You can use this freeware MP4CAM2AVI to change MP4 to AVI (DIVX/ XVID).

http://sourceforge.net/projects/mp4cam2avi

This program only change the "container" format of the MP4 to DIVX/XVID, without changing the actual video data.

Once you have DIVX or XVID codecs installed, you can now use TPMGEnc (or most other video editors) to do the editing. I have also used TPMGEnc for a long time, so I know it works with DIVX/ XVID. It is an excellent program.

I don't think TPMGEnc supports the AAC audio codec of the Sanyo, so in MP4CAM2AVI, you should transcode the audio into PCM (aka. WAV or "uncompressed") or MP3. The former ensures no loss of original sound quality, but produces a much bigger file. Changing the video container format and transcoding the audio only takes a few (< 5) minutes.

If you need further information, please read my reply in another thread on the same topic:

http://www.stevesforums.com/forums/v...=27&page=1

(middle of the thread)

NotoriousBGC:

You don't really need fireware to transfer video files from the Sanyo (or any other digital media camcorders like Samsung Sprotscam, Mustek etc.) to the computer (I won't say "PC" to offend Mac users!!) - they all come with USB 2 which is just as fine.

Firewire is a form of high speed data transfer developed before fast USB 2, and marketed as a "specialized" method of transferring video data (because at that time, the greatest "need for speed" came from digital video editing). Otherwise, fundamentally it is a form of data transfer like USB - there are firewire external drives/ drive enclosures etc. just like USB devices, you just don't see them often because people are not aware of them and they only think "firewire = digital video".
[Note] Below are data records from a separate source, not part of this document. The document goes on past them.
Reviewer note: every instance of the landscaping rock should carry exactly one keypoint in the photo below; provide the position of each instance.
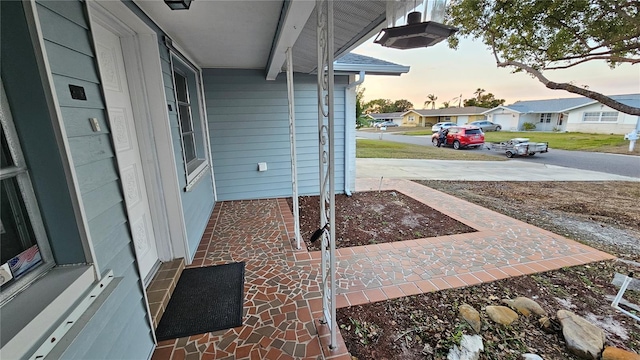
(501, 314)
(531, 357)
(613, 353)
(471, 315)
(583, 338)
(618, 279)
(525, 306)
(470, 348)
(545, 323)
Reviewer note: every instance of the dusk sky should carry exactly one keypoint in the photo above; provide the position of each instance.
(448, 73)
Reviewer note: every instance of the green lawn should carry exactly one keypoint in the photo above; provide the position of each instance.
(565, 141)
(367, 148)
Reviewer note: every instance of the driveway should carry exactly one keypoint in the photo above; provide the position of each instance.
(513, 170)
(624, 165)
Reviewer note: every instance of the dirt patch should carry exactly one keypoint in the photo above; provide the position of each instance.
(604, 215)
(374, 217)
(426, 326)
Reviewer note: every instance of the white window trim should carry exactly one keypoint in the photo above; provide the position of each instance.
(194, 176)
(20, 173)
(600, 116)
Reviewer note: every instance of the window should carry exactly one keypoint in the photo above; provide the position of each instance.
(545, 118)
(24, 248)
(189, 106)
(600, 116)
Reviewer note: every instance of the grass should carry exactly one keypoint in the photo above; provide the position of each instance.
(367, 148)
(564, 141)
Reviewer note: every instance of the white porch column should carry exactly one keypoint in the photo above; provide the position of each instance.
(326, 162)
(292, 141)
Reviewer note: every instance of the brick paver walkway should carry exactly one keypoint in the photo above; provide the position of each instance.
(282, 293)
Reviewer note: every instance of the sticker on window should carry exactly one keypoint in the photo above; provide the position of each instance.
(25, 261)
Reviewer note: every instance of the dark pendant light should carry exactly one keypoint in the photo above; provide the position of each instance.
(415, 34)
(178, 4)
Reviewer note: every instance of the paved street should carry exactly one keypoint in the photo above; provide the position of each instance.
(612, 164)
(513, 170)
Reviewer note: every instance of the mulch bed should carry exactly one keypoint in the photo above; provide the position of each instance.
(374, 217)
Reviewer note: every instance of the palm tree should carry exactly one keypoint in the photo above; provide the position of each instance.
(478, 93)
(431, 100)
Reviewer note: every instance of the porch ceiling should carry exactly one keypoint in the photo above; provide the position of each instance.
(240, 34)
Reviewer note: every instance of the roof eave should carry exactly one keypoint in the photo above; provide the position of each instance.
(396, 70)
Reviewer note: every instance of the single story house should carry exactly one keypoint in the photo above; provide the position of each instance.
(428, 117)
(578, 114)
(396, 117)
(124, 122)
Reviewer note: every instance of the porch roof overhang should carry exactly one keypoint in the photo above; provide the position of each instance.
(255, 34)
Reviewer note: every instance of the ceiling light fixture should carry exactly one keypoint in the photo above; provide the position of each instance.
(415, 34)
(178, 4)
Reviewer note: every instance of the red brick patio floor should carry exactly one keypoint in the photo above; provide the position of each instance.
(282, 291)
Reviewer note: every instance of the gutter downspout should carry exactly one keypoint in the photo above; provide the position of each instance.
(348, 132)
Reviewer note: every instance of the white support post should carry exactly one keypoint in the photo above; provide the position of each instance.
(292, 141)
(618, 298)
(325, 47)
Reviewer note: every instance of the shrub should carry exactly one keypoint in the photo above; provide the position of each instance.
(361, 122)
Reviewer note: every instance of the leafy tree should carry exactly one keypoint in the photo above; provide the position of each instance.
(431, 100)
(483, 100)
(402, 105)
(537, 36)
(378, 106)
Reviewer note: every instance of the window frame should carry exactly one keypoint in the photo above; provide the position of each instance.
(196, 168)
(20, 172)
(545, 118)
(600, 115)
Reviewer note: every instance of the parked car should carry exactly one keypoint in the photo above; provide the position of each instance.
(462, 136)
(436, 127)
(486, 125)
(386, 124)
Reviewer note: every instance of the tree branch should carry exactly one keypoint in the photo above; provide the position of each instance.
(608, 58)
(573, 89)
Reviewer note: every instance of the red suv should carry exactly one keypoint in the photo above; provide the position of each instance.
(462, 136)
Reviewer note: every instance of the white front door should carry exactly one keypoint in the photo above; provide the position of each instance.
(123, 132)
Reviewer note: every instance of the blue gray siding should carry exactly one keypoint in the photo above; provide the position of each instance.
(33, 124)
(121, 320)
(249, 123)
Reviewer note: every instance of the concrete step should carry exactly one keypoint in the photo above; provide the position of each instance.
(161, 288)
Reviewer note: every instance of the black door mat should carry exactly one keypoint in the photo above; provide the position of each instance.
(205, 299)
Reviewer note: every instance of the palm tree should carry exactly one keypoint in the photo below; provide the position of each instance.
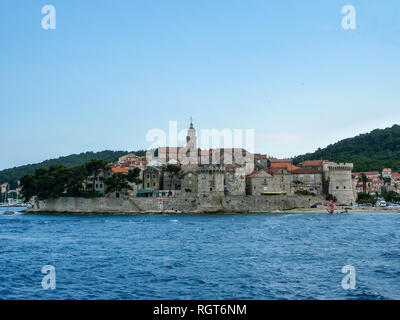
(364, 179)
(116, 183)
(94, 168)
(175, 171)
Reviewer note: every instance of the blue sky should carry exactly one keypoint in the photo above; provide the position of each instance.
(113, 70)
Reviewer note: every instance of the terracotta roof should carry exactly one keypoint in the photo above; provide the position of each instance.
(371, 173)
(274, 160)
(120, 170)
(255, 173)
(312, 163)
(287, 166)
(231, 166)
(305, 171)
(274, 170)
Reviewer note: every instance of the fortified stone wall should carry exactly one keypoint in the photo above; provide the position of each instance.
(341, 184)
(201, 204)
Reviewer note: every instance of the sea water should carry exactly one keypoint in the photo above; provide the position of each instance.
(208, 256)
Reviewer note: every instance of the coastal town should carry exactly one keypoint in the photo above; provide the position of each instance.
(189, 172)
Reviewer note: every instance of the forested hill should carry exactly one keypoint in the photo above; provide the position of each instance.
(372, 151)
(12, 175)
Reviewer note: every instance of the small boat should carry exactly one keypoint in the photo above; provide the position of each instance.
(330, 207)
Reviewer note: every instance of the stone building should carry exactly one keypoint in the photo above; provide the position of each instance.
(189, 183)
(306, 179)
(340, 182)
(210, 179)
(171, 182)
(235, 180)
(259, 182)
(152, 179)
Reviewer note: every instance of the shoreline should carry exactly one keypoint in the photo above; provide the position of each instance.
(217, 212)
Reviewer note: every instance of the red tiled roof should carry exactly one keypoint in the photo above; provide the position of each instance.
(305, 171)
(255, 173)
(312, 163)
(371, 173)
(274, 160)
(120, 170)
(274, 170)
(231, 166)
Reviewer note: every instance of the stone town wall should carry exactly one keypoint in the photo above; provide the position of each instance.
(200, 204)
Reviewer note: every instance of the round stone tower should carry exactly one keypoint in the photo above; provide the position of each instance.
(210, 179)
(340, 182)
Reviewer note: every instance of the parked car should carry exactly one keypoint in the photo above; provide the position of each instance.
(365, 205)
(315, 205)
(381, 203)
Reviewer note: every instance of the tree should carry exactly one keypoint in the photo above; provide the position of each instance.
(175, 171)
(133, 176)
(45, 183)
(116, 183)
(391, 196)
(364, 179)
(94, 168)
(75, 186)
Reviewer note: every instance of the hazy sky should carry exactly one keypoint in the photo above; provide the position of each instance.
(113, 70)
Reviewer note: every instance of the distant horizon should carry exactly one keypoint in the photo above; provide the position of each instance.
(104, 73)
(144, 149)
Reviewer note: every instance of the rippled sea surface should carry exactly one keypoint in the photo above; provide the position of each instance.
(258, 256)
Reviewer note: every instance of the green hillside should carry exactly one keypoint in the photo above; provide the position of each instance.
(12, 175)
(372, 151)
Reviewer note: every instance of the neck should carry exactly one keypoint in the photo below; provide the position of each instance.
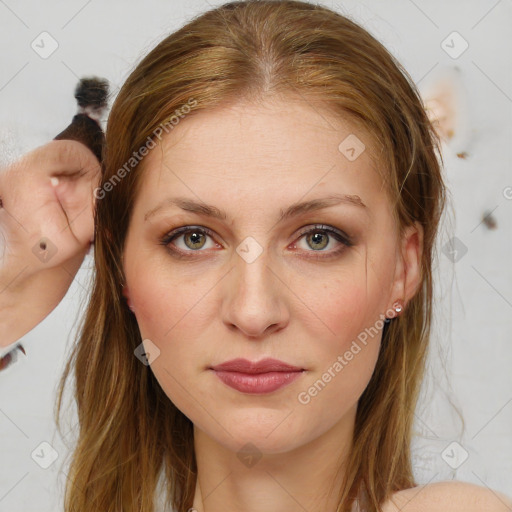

True there are specific functions, such as <play> <FF>, that firewire allows DV camcorder users to control from their computers. However, with digital media video recording, you don't need to babysit through the whole miniDV tape when it is transferred to the computer: the video is already in a computer file digital format, which can be transferred like any other computer files through USB.

Firewire also has originally another advantage over USB, that allows peer-to-peer connection (eg. camcorder to camcorder) without going through a host computer. However, nowadays we also have OTG ("on-the-go") USB protocols, like those used in portable digital storage devices, that can hook up USB devices without a host computer.